Polisi Banting Mahasiswa: Jatuhkan Sanksi, Naikkan Reputasi

Dibanting keras dengan risiko mencederai tulang punggung dan bagian kepala.

Twitter/@AksiLangsung
Aksi polisi membanting mahasiswa yang berdemonstrasi di Tangerang viral di media sosial.
Red: Karta Raharja Ucu

Oleh : Abdul Rachman Thaha, Anggota Komite I DPD RI

REPUBLIKA.CO.ID, Mari kita tidak nihilkan kerja-kerja kebaikan polisi. Polri sejak dulu berupaya meyakinkan publik bahwa mereka telah melakukan kerja-kerja penegakan hukum atas berbagai peristiwa di tengah masyarakat. Namun bisa dibilang sangat sedikit orang yang tahu tentang bagaimana Polri menjatuhkan sanksi, apalagi memberlakukan hukum pidana kepada para personelnya yang mencederai masyarakat dan bertindak tidak profesional lainnya.

Dalam bingkai itu, kabar positif datang dari kasus "smackdown" di Tangerang Selatan. Polri berjanji akan memberikan tindakan tegas terhadap personelnya yang melakukan aksi "smackdown" terhadap mahasiswa.

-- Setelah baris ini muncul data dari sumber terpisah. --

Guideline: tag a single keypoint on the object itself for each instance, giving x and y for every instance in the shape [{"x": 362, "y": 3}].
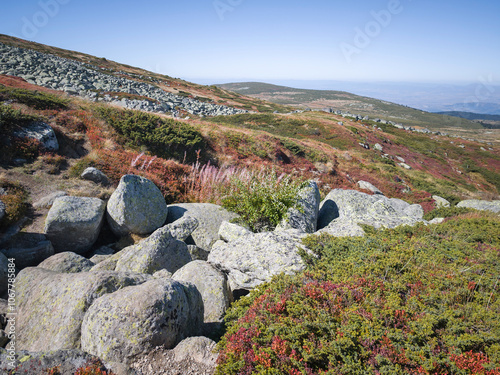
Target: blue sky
[{"x": 357, "y": 40}]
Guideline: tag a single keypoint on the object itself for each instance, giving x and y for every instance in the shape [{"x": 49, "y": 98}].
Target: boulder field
[{"x": 170, "y": 289}]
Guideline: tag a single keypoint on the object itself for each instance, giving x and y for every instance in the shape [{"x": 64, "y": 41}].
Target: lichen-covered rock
[
  {"x": 48, "y": 200},
  {"x": 199, "y": 349},
  {"x": 210, "y": 218},
  {"x": 42, "y": 132},
  {"x": 213, "y": 287},
  {"x": 30, "y": 256},
  {"x": 440, "y": 202},
  {"x": 136, "y": 206},
  {"x": 256, "y": 258},
  {"x": 74, "y": 223},
  {"x": 136, "y": 319},
  {"x": 229, "y": 232},
  {"x": 304, "y": 214},
  {"x": 95, "y": 175},
  {"x": 182, "y": 228},
  {"x": 158, "y": 251},
  {"x": 67, "y": 262},
  {"x": 350, "y": 206},
  {"x": 493, "y": 206},
  {"x": 365, "y": 185},
  {"x": 51, "y": 305},
  {"x": 343, "y": 228},
  {"x": 40, "y": 363}
]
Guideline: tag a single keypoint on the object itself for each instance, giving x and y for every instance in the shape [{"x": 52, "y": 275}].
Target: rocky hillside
[{"x": 135, "y": 214}]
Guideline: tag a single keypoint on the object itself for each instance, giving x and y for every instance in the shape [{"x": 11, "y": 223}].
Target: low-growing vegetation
[{"x": 420, "y": 300}]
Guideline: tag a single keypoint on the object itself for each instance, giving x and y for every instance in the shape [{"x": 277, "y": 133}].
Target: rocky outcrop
[
  {"x": 440, "y": 202},
  {"x": 493, "y": 206},
  {"x": 51, "y": 305},
  {"x": 91, "y": 82},
  {"x": 136, "y": 206},
  {"x": 42, "y": 132},
  {"x": 95, "y": 175},
  {"x": 214, "y": 289},
  {"x": 74, "y": 223},
  {"x": 229, "y": 232},
  {"x": 304, "y": 214},
  {"x": 67, "y": 262},
  {"x": 28, "y": 249},
  {"x": 136, "y": 319},
  {"x": 158, "y": 251},
  {"x": 256, "y": 258},
  {"x": 210, "y": 218},
  {"x": 341, "y": 208}
]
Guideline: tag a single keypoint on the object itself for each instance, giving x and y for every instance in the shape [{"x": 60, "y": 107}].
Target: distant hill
[{"x": 344, "y": 101}]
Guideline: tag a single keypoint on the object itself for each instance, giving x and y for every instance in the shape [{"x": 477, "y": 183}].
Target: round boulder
[
  {"x": 135, "y": 320},
  {"x": 136, "y": 206},
  {"x": 74, "y": 223}
]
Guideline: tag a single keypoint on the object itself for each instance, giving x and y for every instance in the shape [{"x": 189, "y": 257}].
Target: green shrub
[
  {"x": 165, "y": 138},
  {"x": 260, "y": 199},
  {"x": 421, "y": 300}
]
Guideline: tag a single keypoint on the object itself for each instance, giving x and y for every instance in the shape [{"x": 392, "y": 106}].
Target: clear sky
[{"x": 357, "y": 40}]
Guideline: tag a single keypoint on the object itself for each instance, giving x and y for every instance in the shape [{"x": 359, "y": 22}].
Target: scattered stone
[
  {"x": 440, "y": 202},
  {"x": 158, "y": 251},
  {"x": 51, "y": 305},
  {"x": 48, "y": 201},
  {"x": 136, "y": 206},
  {"x": 134, "y": 320},
  {"x": 304, "y": 214},
  {"x": 182, "y": 228},
  {"x": 365, "y": 185},
  {"x": 210, "y": 218},
  {"x": 214, "y": 289},
  {"x": 229, "y": 232},
  {"x": 256, "y": 258},
  {"x": 67, "y": 262},
  {"x": 95, "y": 175},
  {"x": 42, "y": 132},
  {"x": 493, "y": 206}
]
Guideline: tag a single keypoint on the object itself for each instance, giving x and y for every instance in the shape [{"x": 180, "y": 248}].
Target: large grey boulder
[
  {"x": 251, "y": 260},
  {"x": 229, "y": 232},
  {"x": 95, "y": 175},
  {"x": 136, "y": 206},
  {"x": 158, "y": 251},
  {"x": 134, "y": 320},
  {"x": 304, "y": 214},
  {"x": 74, "y": 223},
  {"x": 30, "y": 256},
  {"x": 42, "y": 132},
  {"x": 48, "y": 200},
  {"x": 493, "y": 206},
  {"x": 213, "y": 287},
  {"x": 350, "y": 206},
  {"x": 182, "y": 228},
  {"x": 67, "y": 262},
  {"x": 365, "y": 185},
  {"x": 51, "y": 305},
  {"x": 210, "y": 218}
]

Kesanggupan untuk mengenakan sanksi, lalu menyampaikannya ke publik, saya nilai sebagai cara membangun budaya akuntabilitas di lingkungan Polri. Tiga nilai dalam budaya akuntabilitas yang terefleksikan dari penjatuhan sanksi itu adalah integritas, responsibilitas, dan transparansi.

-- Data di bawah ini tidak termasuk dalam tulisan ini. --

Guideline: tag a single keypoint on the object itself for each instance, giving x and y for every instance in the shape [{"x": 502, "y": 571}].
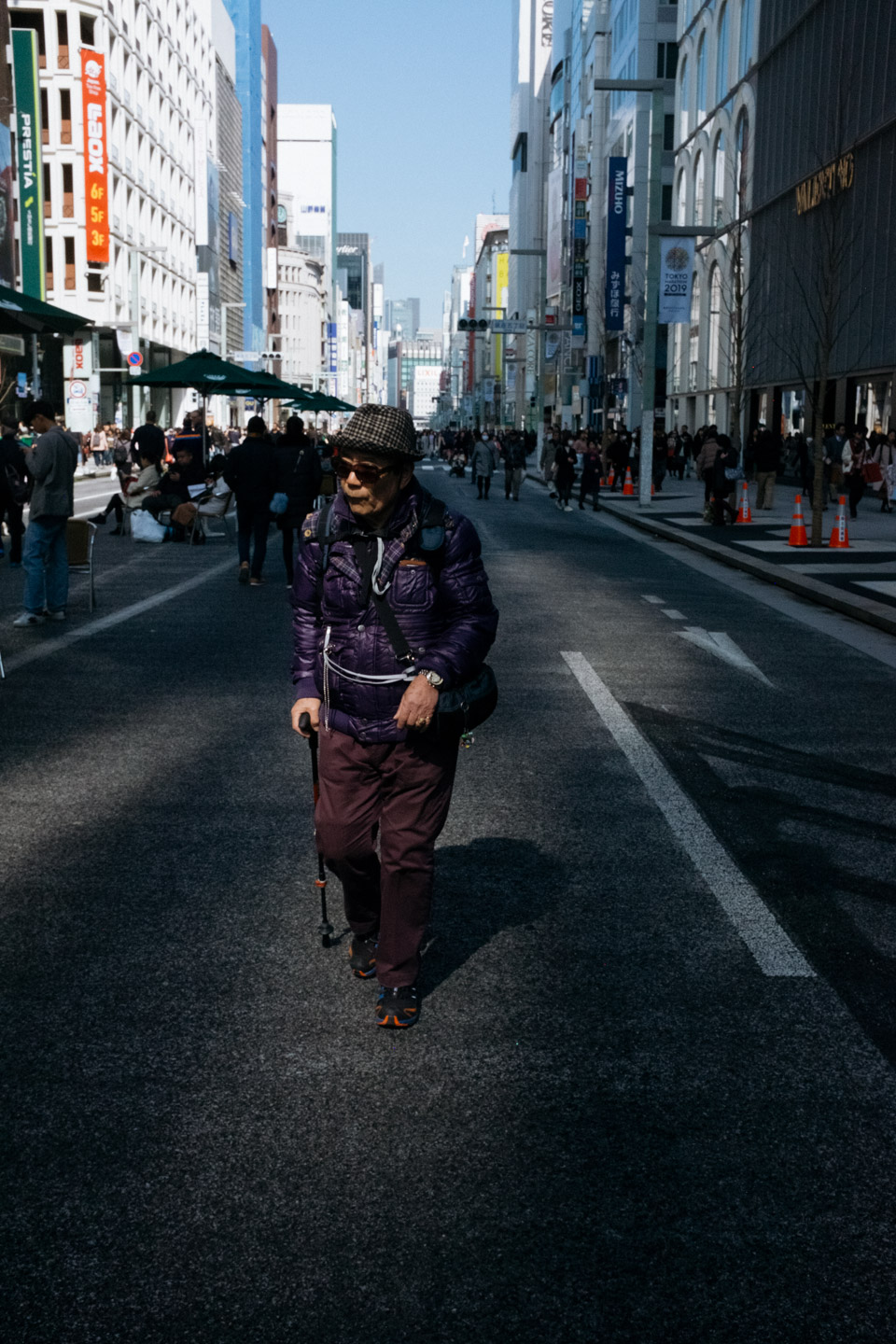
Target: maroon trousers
[{"x": 400, "y": 791}]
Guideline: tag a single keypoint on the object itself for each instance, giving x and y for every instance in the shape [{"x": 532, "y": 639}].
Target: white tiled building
[{"x": 160, "y": 76}]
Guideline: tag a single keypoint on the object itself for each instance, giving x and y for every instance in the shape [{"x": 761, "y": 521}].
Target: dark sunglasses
[{"x": 366, "y": 472}]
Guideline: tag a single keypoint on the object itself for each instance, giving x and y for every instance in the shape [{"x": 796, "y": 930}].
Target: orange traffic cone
[
  {"x": 798, "y": 525},
  {"x": 840, "y": 537},
  {"x": 743, "y": 512}
]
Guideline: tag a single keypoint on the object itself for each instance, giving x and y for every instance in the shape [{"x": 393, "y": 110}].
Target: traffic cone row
[
  {"x": 840, "y": 537},
  {"x": 798, "y": 525},
  {"x": 743, "y": 512}
]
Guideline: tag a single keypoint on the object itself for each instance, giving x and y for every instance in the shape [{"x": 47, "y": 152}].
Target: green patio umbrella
[{"x": 21, "y": 315}]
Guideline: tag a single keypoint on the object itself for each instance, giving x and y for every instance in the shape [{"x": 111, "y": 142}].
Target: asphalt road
[{"x": 651, "y": 1093}]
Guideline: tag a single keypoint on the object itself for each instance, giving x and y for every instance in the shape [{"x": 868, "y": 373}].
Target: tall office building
[
  {"x": 246, "y": 17},
  {"x": 306, "y": 153}
]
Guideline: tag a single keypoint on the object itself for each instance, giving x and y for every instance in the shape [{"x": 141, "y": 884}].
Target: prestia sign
[{"x": 93, "y": 85}]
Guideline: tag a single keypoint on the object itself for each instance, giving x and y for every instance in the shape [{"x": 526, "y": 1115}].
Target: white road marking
[
  {"x": 724, "y": 648},
  {"x": 834, "y": 625},
  {"x": 105, "y": 623},
  {"x": 761, "y": 931}
]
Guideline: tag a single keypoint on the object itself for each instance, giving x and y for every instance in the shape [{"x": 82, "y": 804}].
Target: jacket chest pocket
[{"x": 412, "y": 586}]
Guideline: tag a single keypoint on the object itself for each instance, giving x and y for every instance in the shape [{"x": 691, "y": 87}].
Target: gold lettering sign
[{"x": 826, "y": 183}]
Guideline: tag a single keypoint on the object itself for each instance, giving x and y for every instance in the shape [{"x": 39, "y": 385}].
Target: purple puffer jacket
[{"x": 446, "y": 616}]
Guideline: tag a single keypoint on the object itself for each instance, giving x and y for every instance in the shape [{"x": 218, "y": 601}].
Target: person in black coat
[
  {"x": 251, "y": 473},
  {"x": 299, "y": 477}
]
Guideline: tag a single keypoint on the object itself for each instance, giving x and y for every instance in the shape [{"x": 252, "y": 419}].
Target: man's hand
[
  {"x": 312, "y": 708},
  {"x": 418, "y": 705}
]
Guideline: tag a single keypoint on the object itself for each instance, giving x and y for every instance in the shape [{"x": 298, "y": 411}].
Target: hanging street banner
[
  {"x": 93, "y": 88},
  {"x": 614, "y": 314},
  {"x": 676, "y": 269},
  {"x": 24, "y": 70}
]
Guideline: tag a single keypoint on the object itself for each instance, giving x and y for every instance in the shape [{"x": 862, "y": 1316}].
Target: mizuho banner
[
  {"x": 676, "y": 269},
  {"x": 617, "y": 196},
  {"x": 93, "y": 85},
  {"x": 24, "y": 67}
]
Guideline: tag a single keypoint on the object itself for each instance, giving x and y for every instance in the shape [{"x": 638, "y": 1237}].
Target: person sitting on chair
[{"x": 134, "y": 494}]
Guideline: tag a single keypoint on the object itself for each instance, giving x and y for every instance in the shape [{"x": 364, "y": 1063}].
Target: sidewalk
[{"x": 859, "y": 582}]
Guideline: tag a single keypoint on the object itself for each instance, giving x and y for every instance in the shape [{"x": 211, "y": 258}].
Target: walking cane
[{"x": 326, "y": 929}]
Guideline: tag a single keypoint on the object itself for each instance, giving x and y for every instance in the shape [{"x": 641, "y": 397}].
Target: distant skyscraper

Memang, penyikapan yang bisa dilakukan sesungguhnya tidak sebatas pada lingkungan organisasi semata. Mekanisme hukum formil pun bisa diselenggarakan untuk memaksimalkan akuntabilitas kepolisian tersebut. Pastinya, perlu disisir kasus demi kasus, agar tidak setiap misconduct oleh personel Polri ditangani secara pidana.

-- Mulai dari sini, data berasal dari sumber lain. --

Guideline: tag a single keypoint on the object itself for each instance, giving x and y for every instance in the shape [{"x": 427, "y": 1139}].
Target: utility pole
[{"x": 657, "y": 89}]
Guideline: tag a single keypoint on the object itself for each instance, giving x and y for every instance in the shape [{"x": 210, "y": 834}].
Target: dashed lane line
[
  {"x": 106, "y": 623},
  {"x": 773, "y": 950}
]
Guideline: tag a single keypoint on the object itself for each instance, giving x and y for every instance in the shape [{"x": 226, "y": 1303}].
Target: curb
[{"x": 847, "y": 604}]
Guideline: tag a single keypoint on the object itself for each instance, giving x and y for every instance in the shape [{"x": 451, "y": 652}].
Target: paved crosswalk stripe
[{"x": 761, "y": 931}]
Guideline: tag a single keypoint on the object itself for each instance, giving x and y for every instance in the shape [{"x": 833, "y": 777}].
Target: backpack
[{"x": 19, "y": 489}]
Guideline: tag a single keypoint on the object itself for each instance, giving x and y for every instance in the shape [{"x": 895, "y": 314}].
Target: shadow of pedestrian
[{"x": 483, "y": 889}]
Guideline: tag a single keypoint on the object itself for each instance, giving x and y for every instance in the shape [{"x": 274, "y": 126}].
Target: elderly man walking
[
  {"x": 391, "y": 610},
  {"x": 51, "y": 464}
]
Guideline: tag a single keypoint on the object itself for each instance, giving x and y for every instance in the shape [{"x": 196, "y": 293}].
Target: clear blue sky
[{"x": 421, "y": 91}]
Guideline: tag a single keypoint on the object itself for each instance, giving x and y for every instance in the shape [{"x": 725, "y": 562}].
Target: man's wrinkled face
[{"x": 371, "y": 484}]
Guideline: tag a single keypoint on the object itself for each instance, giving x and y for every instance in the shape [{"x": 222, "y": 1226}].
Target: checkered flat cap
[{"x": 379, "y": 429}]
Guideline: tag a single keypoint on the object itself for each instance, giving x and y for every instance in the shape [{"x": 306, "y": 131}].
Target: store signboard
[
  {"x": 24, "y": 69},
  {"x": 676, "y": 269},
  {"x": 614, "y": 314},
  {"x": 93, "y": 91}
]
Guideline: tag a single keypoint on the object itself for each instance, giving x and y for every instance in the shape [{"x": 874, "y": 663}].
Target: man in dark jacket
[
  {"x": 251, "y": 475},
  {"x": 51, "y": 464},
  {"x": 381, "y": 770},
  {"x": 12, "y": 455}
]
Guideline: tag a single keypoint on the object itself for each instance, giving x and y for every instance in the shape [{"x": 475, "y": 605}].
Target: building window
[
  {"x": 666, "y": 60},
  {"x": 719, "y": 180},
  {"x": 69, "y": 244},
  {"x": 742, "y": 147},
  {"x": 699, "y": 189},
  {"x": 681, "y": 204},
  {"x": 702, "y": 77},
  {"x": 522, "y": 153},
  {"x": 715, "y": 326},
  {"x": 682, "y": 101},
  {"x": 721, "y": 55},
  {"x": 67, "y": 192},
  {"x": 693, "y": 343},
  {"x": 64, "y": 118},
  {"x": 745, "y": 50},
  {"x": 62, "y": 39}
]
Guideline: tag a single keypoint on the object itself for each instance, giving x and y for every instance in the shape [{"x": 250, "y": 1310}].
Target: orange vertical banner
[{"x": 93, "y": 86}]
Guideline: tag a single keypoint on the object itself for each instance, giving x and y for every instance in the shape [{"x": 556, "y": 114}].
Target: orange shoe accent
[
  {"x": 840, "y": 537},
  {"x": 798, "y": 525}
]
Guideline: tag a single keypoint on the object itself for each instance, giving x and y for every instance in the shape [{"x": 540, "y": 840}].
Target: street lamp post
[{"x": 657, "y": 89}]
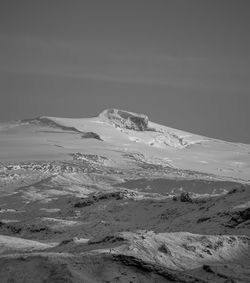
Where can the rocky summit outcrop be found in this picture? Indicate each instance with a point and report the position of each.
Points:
(125, 119)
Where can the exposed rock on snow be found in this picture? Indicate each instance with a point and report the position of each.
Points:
(125, 119)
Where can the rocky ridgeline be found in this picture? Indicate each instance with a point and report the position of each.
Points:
(125, 119)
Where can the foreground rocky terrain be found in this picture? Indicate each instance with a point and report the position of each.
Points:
(117, 198)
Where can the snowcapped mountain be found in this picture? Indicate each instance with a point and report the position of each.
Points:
(118, 198)
(115, 132)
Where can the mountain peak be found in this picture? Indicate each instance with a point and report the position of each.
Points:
(126, 119)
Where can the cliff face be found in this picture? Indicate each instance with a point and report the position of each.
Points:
(127, 120)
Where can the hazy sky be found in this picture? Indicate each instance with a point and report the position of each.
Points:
(184, 63)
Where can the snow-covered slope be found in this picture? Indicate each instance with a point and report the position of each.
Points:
(118, 198)
(115, 132)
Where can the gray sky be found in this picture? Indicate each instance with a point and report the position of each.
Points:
(185, 64)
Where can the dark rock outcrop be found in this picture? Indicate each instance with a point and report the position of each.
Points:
(125, 119)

Menilai pengenaan sanksi bagi personel merupakan langkah yang sangat baik, saya menantikan adanya data lengkap dari Polri tentang bagaimana pendisiplinan dan pemidanaan itu telah dilakukan secara internal. Ketersediaan data tentang hal itu tidak semestinya dipublikasikan secara insidental sebagai respon atas kegemparan di publik.

Polri tidak usah khawatir bahwa data semacam itu akan mendelegitimasi institusi. Justru ketersediaan data, sebagai refleksi kejujuran (transparansi) institusi Polri, akan meyakinkan masyarakat tentang kesanggupan korps Tribrata menjadi agen perubahan sosial. Bahwa, polisi tidak hanya menegakkan hukum di masyarakat, tapi juga menegakkan hukum di jajarannya sendiri.


Baca juga : Polisi Banting Mahasiswa, Polri Akui Ada Kesalahan Prosedur


Kembali ke masalah "smackdown". Dikabarkan bahwa personel bersangkutan membanting mahasiswa secara refleks. Pengakuan tersebut justru memunculkan pertanyaan, bagaimana sesungguhnya program diklat bagi personel Brimob. 'Refleks' mengindikasikan bahwa penggunaan kekerasan mengabaikan tata urutan (prosedur) penanganan yang semestinya.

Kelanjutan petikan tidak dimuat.